Die gute Nachricht lautet: Gekündigt werden kann Ihnen deshalb nicht. Gelästert hat auch ein Oberarzt aus Trier. Er „sprach“ mit einer Kollegin per SMS über seinen Chef, den Chefarzt. Ein „autistisches krankes Arschloch“ sei der Chef, schrieb der Arzt seiner Kollegin.

Vertrauliche Nachrichten als Kündigungsgrund?

Doch anstatt mitzulästern, machte die Kollegin etwas ebenso Unkollegiales. Sie ging zum besagten Chef und petzte, woraufhin dem Oberarzt ordentlich gekündigt wurde. Der Gekündigte wollte dies nicht akzeptieren und hielt die Kündigung für unwirksam.

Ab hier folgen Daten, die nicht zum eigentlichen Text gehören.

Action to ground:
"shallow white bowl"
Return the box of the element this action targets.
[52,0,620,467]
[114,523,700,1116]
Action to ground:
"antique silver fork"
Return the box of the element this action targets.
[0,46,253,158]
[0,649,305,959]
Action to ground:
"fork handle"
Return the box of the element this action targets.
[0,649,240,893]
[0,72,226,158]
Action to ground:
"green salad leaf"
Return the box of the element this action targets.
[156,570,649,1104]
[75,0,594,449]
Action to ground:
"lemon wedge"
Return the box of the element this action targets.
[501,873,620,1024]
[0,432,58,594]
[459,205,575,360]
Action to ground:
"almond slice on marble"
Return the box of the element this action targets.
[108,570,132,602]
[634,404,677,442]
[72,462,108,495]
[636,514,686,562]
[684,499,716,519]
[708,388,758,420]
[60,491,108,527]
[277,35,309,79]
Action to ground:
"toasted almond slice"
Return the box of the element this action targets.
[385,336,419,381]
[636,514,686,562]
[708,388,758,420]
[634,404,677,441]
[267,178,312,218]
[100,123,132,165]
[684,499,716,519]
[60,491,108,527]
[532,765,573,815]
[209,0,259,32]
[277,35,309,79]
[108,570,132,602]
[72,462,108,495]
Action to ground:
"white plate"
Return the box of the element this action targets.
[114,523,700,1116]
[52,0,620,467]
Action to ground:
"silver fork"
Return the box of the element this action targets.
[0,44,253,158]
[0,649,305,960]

Gesamtumstände müssen bewertet werden

Aus seiner Sicht habe er darauf vertrauen können, dass seine Kollegin mit seinen „Äußerungen“ vertrauensvoll umgehen würde. Vor allem sei dies der Fall, weil er mit ihr in einer eheähnlichen Partnerschaft gelebt habe und sie ihm bereits bei Meinungsverschiedenheiten in der Klinik versichert habe, dass sie nichts tun werde, was ihm schaden könnte.

Wann kann man auf Verschwiegenheit vertrauen?

Der gefeuerte Oberarzt zog wegen seiner Kündigung vor Gericht und erhob Kündigungsschutzklage und das Arbeitsgericht Trier folgte in seinem Urteil der Argumentation des Oberarztes. Es hob die Kündigung auf. Doch gegen diese Entscheidung legte sein Arbeitgeber Berufung ein. Nun hatte das Landgericht Mainz zu entscheiden. Doch auch das stellte sich auf die Seite des Lästerers.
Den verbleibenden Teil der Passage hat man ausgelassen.